“La Polizia di Stato, per lo svolgimento dei propri compiti istituzionali si avvale, secondo dati aggiornati al 31 dicembre 2021, di una forza effettiva complessiva pari a 99.333 unità. La consistenza del personale che espleta funzioni di polizia (cosiddetti ruoli ordinari) è pari a 93.972 unità di cui 4.408 appartenenti alla carriera dei funzionari e al ruolo direttivo (124 dei quali commissari frequentatori di corso di formazione iniziale), 13.605 ispettori, 13.647 sovrintendenti, 62.312 assistenti/agenti (di cui 3.599 allievi agenti)”. E’ quanto si legge nel report inerente il 170° anniversario di fondazione della Polizia di Stato.

“Il Servizio Analisi Criminale della Polizia di Stato cura le attività di analisi strategica a carattere interforze sui fenomeni criminali, sull’evoluzione dei possibili scenari della minaccia e sulle strategie di contrasto. (…) Presso il Servizio opera il Gruppo Investigativo Scommesse Sportive (GISS) che ha compiti di impulso e raccordo delle attività di contrasto dei tentativi di infiltrazione nel mondo sportivo (match fixing) da parte della criminalità organizzata, per garantire la regolarità dello svolgimento delle manifestazioni sportive e ippiche. Il Gruppo è coordinato dal Direttore del Servizio Analisi Criminale ed è composto da rappresentanti delle Forze di polizia (funzionari e ufficiali di SCO, ROS e SCICO), della Direzione Investigativa Antimafia e del Servizio per la Cooperazione Internazionale di Polizia della Direzione Centrale della Polizia Criminale.

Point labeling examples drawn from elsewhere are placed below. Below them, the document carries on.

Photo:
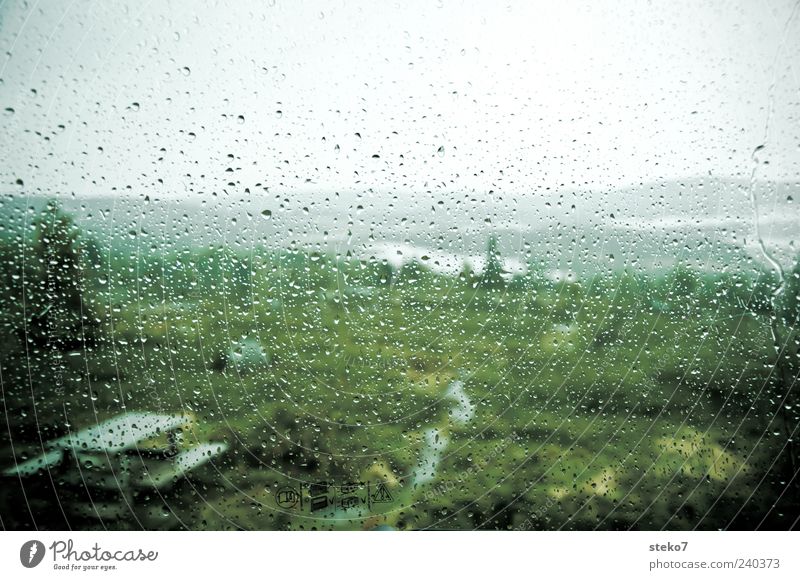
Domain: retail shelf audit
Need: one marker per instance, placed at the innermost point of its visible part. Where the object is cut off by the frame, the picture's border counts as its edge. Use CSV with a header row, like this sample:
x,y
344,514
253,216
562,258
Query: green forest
x,y
623,400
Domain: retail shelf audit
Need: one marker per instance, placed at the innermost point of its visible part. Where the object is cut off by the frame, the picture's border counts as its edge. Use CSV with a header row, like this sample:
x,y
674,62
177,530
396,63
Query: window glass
x,y
286,266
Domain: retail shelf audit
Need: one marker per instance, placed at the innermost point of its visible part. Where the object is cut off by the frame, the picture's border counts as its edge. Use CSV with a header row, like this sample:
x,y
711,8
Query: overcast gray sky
x,y
455,96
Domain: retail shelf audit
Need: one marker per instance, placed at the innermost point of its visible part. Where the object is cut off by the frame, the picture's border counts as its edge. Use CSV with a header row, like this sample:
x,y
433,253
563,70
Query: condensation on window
x,y
280,266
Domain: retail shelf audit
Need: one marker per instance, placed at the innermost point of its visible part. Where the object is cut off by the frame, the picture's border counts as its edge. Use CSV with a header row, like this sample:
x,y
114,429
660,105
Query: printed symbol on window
x,y
381,494
319,496
287,497
349,501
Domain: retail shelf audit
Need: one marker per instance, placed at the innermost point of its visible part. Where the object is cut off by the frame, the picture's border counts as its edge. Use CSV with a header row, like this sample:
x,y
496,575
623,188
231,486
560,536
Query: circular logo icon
x,y
31,553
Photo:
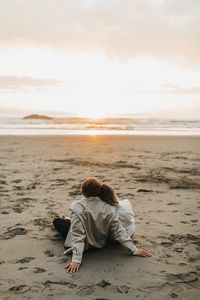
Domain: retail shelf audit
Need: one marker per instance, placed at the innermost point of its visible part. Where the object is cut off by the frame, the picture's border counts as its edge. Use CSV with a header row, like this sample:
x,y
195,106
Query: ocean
x,y
15,125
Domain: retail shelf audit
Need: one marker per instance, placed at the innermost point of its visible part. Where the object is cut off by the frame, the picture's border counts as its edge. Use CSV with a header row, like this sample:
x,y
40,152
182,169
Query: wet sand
x,y
40,177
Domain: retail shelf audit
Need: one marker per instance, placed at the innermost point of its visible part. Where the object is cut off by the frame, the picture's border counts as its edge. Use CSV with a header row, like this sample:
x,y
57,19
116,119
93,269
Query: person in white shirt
x,y
95,219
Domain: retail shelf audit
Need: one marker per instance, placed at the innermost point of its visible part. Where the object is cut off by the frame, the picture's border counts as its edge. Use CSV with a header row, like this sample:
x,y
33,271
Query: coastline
x,y
40,178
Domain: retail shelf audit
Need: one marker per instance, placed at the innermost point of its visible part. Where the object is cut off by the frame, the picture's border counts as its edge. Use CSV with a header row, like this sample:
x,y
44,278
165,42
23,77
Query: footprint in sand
x,y
11,233
24,260
39,270
49,253
19,288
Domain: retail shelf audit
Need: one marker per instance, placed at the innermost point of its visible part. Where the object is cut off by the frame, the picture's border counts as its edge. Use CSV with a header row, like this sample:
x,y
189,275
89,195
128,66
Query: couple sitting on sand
x,y
95,219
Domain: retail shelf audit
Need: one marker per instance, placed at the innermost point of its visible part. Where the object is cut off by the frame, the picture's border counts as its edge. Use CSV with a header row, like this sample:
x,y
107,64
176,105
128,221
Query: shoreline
x,y
40,178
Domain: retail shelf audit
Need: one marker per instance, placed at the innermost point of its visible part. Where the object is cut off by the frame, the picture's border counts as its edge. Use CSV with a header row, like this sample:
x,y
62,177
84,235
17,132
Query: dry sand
x,y
40,177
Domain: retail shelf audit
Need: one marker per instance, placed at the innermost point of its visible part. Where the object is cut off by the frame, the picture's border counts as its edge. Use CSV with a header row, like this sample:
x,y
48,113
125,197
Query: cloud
x,y
175,89
14,83
120,28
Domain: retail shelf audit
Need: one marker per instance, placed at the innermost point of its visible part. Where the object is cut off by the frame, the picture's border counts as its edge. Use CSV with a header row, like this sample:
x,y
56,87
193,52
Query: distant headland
x,y
37,117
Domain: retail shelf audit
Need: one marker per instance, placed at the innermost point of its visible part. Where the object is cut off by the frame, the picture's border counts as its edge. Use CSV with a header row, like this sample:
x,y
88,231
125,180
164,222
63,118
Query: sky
x,y
99,58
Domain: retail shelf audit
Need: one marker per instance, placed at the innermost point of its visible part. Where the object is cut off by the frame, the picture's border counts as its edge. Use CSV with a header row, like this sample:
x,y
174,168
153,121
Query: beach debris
x,y
123,289
49,253
144,191
24,260
39,270
103,283
183,277
13,232
22,288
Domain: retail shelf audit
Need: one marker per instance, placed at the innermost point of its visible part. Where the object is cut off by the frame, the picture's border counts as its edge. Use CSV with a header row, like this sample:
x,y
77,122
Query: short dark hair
x,y
91,187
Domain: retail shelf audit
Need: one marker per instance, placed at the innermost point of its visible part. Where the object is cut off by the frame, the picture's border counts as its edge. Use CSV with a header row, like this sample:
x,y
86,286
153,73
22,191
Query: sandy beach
x,y
40,177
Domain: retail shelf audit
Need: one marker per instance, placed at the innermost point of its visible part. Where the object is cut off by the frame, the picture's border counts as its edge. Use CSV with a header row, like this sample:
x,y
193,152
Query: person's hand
x,y
72,267
143,253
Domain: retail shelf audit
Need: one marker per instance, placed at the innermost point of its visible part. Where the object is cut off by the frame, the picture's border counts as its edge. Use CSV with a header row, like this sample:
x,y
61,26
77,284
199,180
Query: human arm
x,y
78,243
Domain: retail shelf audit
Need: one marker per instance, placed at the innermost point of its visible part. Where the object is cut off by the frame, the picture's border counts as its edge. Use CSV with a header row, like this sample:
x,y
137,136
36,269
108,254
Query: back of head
x,y
91,187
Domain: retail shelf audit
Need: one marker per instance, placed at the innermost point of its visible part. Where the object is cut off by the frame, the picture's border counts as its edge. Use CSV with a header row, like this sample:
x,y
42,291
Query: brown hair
x,y
108,195
91,187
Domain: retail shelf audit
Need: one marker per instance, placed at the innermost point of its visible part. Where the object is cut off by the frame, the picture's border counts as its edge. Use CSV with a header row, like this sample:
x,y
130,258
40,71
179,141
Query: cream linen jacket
x,y
93,222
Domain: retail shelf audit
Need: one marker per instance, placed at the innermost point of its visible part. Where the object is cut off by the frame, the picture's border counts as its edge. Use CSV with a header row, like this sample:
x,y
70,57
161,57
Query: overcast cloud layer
x,y
120,28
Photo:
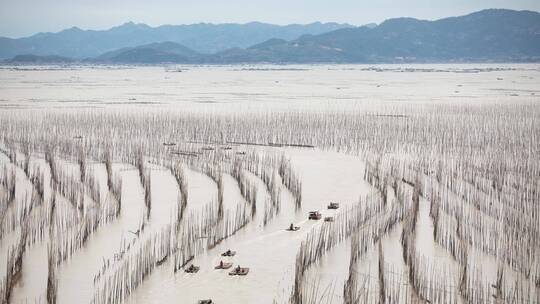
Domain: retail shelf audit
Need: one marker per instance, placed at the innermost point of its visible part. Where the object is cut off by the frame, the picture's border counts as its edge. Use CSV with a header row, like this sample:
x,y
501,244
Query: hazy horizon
x,y
28,17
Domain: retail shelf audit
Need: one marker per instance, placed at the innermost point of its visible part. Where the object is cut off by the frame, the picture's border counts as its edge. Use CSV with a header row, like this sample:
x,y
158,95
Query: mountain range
x,y
204,38
488,35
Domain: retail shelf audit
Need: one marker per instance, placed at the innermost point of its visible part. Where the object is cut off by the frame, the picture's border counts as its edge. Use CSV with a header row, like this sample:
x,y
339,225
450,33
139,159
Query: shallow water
x,y
268,250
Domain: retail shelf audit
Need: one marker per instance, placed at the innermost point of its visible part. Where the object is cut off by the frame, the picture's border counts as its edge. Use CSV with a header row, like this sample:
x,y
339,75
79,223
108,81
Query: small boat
x,y
192,269
314,215
293,228
239,271
333,206
223,265
228,253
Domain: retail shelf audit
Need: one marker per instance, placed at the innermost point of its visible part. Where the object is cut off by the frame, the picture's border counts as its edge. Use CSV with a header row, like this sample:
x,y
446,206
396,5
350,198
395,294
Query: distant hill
x,y
34,59
151,53
484,36
489,35
203,37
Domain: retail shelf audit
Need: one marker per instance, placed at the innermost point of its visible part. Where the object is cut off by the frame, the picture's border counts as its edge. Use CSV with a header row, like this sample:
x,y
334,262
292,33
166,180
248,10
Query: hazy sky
x,y
25,17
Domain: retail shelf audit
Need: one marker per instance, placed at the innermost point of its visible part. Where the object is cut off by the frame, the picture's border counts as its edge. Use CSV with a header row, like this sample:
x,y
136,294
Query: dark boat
x,y
192,269
293,228
223,265
314,215
162,260
228,253
239,271
333,206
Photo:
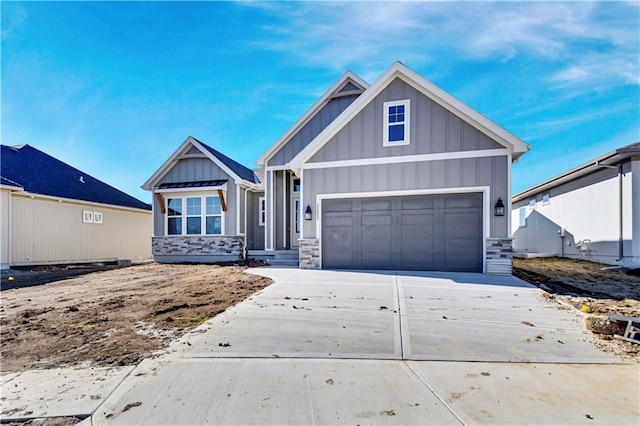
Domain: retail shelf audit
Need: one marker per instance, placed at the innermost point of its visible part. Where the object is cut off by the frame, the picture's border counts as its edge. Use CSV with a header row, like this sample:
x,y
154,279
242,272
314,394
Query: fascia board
x,y
463,111
310,113
148,185
568,176
11,187
237,179
398,70
341,120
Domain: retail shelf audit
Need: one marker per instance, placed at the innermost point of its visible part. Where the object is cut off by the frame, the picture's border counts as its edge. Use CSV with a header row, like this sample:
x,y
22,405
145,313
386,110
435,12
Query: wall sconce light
x,y
499,208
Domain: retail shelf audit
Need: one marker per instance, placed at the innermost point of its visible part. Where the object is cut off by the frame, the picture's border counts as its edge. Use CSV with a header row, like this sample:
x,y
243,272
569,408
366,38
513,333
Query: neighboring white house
x,y
591,212
52,213
393,175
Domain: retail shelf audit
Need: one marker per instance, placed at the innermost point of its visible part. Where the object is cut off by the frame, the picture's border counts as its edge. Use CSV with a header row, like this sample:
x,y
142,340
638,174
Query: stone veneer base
x,y
499,256
309,257
197,248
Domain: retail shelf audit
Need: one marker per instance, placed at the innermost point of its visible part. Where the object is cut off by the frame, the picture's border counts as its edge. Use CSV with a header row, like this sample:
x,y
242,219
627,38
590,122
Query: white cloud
x,y
580,43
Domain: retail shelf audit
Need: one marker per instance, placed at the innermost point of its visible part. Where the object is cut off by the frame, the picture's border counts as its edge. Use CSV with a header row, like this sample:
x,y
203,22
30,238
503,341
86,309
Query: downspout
x,y
620,213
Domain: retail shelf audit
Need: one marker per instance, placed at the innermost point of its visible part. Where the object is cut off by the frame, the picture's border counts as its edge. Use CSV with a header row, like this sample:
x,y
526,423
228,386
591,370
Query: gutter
x,y
620,213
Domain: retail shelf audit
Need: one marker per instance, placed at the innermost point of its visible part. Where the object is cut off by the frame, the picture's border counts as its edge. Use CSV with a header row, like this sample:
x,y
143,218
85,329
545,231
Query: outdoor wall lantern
x,y
499,208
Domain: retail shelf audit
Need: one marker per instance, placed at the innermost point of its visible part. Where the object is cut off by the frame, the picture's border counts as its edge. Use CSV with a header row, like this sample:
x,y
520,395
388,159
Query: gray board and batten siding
x,y
433,130
195,170
311,129
422,232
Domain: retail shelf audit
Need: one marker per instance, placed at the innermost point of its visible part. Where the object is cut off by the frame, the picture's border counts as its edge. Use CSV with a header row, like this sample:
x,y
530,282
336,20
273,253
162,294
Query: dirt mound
x,y
114,317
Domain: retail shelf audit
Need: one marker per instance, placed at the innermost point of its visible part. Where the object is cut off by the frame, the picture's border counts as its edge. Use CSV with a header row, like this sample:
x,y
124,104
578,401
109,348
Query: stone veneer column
x,y
499,256
309,254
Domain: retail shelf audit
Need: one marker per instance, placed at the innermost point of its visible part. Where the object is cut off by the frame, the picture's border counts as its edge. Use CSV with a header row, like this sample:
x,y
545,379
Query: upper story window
x,y
396,127
186,216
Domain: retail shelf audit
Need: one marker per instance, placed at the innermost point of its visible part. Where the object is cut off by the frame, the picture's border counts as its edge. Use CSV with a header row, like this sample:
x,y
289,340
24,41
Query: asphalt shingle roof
x,y
242,171
40,173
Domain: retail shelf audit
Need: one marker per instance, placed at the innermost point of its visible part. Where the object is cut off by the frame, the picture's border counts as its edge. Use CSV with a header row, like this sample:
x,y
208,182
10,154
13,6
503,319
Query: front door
x,y
295,212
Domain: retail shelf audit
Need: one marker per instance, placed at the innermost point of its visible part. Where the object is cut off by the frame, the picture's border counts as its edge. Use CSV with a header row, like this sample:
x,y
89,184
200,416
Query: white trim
x,y
87,216
309,114
203,217
97,217
222,187
271,220
238,212
277,168
75,201
174,158
406,123
507,197
262,220
284,211
301,206
451,104
486,208
409,158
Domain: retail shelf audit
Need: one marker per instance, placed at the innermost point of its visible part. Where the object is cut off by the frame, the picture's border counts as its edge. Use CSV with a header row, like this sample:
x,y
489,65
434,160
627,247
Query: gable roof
x,y
428,89
609,159
40,173
237,168
348,83
234,169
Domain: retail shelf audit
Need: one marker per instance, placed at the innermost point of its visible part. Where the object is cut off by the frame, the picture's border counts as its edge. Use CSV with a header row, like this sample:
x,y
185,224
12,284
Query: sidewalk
x,y
327,347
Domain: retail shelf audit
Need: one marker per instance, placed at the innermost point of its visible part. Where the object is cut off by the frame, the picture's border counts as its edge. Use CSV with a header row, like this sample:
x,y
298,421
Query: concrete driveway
x,y
339,347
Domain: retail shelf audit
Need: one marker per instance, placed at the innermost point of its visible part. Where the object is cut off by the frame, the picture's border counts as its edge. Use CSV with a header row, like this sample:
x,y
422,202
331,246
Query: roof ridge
x,y
226,160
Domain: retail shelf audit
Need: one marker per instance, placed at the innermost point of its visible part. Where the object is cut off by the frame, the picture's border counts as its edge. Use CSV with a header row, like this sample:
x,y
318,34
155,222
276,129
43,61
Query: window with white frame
x,y
262,211
201,215
194,215
213,216
174,216
396,123
546,199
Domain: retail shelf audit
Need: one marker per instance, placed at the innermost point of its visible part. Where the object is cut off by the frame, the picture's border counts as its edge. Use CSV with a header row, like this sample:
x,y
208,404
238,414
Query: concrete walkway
x,y
329,347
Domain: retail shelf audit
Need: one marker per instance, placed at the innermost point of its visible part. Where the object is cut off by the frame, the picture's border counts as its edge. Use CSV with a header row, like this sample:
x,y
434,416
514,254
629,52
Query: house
x,y
393,175
591,212
52,213
200,200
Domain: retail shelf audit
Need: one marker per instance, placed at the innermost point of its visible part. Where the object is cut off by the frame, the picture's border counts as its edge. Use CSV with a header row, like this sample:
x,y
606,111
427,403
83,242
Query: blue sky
x,y
113,88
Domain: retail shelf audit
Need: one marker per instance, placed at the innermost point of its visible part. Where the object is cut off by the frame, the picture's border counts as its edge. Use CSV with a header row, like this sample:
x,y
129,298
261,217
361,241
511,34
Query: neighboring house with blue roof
x,y
52,213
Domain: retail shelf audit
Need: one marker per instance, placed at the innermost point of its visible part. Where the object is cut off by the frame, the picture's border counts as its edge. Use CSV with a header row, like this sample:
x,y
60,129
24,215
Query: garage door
x,y
423,232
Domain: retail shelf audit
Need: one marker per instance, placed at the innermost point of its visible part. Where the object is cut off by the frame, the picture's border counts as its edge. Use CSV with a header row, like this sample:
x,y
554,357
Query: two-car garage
x,y
442,232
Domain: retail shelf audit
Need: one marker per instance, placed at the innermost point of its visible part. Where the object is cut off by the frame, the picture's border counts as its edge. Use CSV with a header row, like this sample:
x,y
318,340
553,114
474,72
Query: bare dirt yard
x,y
586,285
112,317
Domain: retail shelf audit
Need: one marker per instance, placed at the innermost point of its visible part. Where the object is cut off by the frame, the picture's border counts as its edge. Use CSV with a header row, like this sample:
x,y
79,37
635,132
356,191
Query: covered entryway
x,y
419,232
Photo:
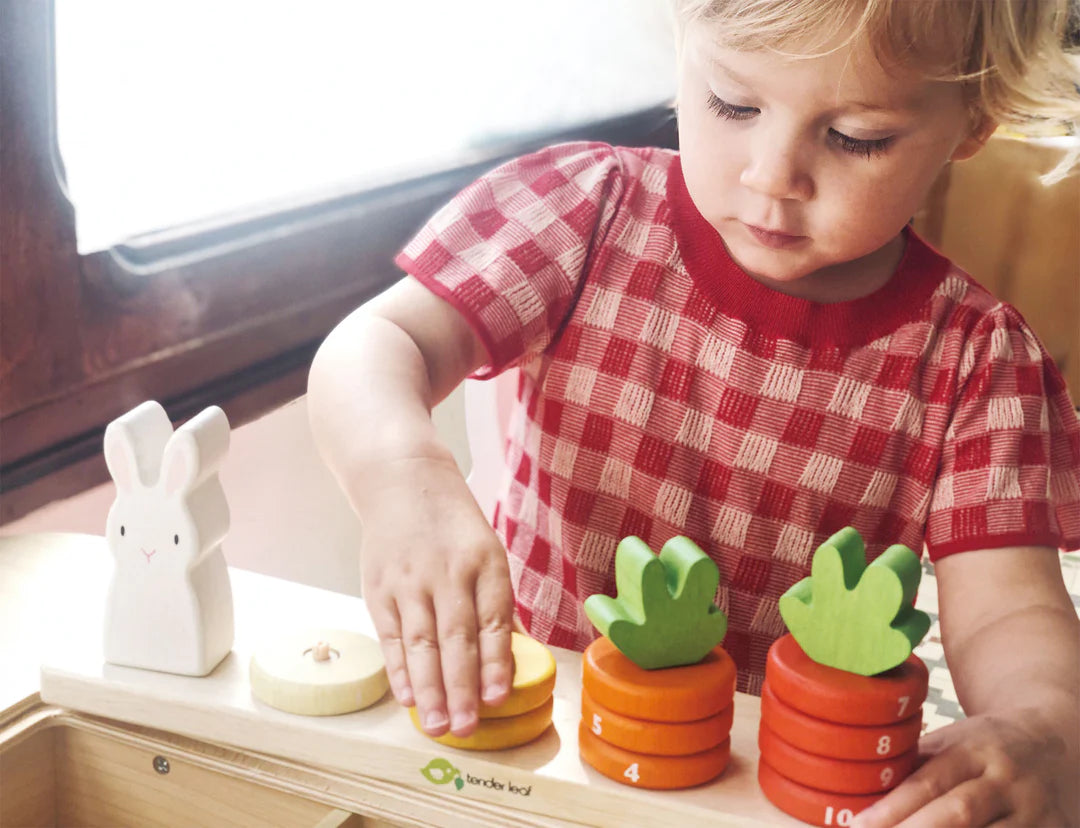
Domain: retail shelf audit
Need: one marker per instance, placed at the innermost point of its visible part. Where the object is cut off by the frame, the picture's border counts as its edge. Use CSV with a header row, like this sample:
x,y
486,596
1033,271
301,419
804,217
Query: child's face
x,y
834,152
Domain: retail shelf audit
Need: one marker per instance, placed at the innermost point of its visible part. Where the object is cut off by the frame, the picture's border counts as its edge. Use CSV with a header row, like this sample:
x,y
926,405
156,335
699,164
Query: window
x,y
202,206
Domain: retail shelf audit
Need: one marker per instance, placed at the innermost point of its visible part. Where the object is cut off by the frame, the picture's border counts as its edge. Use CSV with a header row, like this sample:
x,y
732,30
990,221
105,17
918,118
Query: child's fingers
x,y
933,779
423,663
388,627
460,657
974,802
495,614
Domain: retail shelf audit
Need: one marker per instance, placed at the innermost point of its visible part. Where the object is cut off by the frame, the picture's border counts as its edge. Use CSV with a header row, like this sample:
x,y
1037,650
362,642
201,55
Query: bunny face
x,y
147,529
170,506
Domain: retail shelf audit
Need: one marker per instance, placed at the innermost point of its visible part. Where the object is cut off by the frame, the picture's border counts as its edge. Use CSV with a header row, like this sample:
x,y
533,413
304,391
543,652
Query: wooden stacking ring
x,y
660,738
655,772
838,741
840,696
534,679
499,733
689,693
808,804
839,775
319,672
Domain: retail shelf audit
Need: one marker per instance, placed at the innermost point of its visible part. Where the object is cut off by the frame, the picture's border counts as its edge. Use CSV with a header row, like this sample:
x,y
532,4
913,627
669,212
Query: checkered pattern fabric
x,y
665,392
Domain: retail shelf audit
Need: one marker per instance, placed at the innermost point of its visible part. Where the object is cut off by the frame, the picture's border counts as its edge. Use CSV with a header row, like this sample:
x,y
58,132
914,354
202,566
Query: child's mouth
x,y
772,239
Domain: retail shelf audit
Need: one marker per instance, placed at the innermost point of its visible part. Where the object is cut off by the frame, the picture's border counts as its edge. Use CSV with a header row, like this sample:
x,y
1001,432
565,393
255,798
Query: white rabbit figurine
x,y
170,603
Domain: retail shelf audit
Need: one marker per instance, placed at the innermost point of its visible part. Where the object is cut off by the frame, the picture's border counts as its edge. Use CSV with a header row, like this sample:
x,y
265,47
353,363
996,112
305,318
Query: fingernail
x,y
461,720
491,692
434,720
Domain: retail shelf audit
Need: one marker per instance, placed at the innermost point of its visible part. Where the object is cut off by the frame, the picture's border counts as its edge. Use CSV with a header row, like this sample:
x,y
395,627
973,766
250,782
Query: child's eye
x,y
724,109
861,146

Il Servizio Analisi Criminale provvede, inoltre, alle seguenti attività: compilazione e aggiornamento degli elenchi dei “latitanti di massima pericolosità”, facenti parte del “programma speciale di ricerca” e dei “latitanti pericolosi”. Per ciascun latitante è predisposta un’apposita scheda individuale, contenente dati e informazioni utili per la cattura, quali i rapporti familiari, il profilo criminale, i provvedimenti giudiziari pendenti, l’eventuale estensione delle ricerche in campo internazionale; monitoraggio dei risultati conseguiti nel contrasto delle organizzazioni criminali con l’esecuzione di misure di prevenzione patrimoniale (sequestri e confische) da parte delle Forze di polizia e dalla DIA.

Nel Servizio opera il Gruppo Interforze Centrale, composto da personale specializzato della Polizia di Stato, dell’Arma dei Carabinieri, del Corpo della Guardia di Finanza e della Direzione Investigativa Antimafia, che svolge attività di monitoraggio e raccordo informativo con i Gruppi Interforze Antimafia, analizzando i dati relativi ai soggetti economici coinvolti nella ricostruzione post calamità naturali o altre emergenze e nelle cosiddette grandi opere, al fine di contrastare i tentativi di infiltrazione criminale negli appalti per la realizzazione di opere pubbliche o private, finanziate con sovvenzioni pubbliche. Produce, anche, elaborati di analisi sull’incidenza criminale delle organizzazioni mafiose coinvolte e sugli esiti dell’attività svolta”.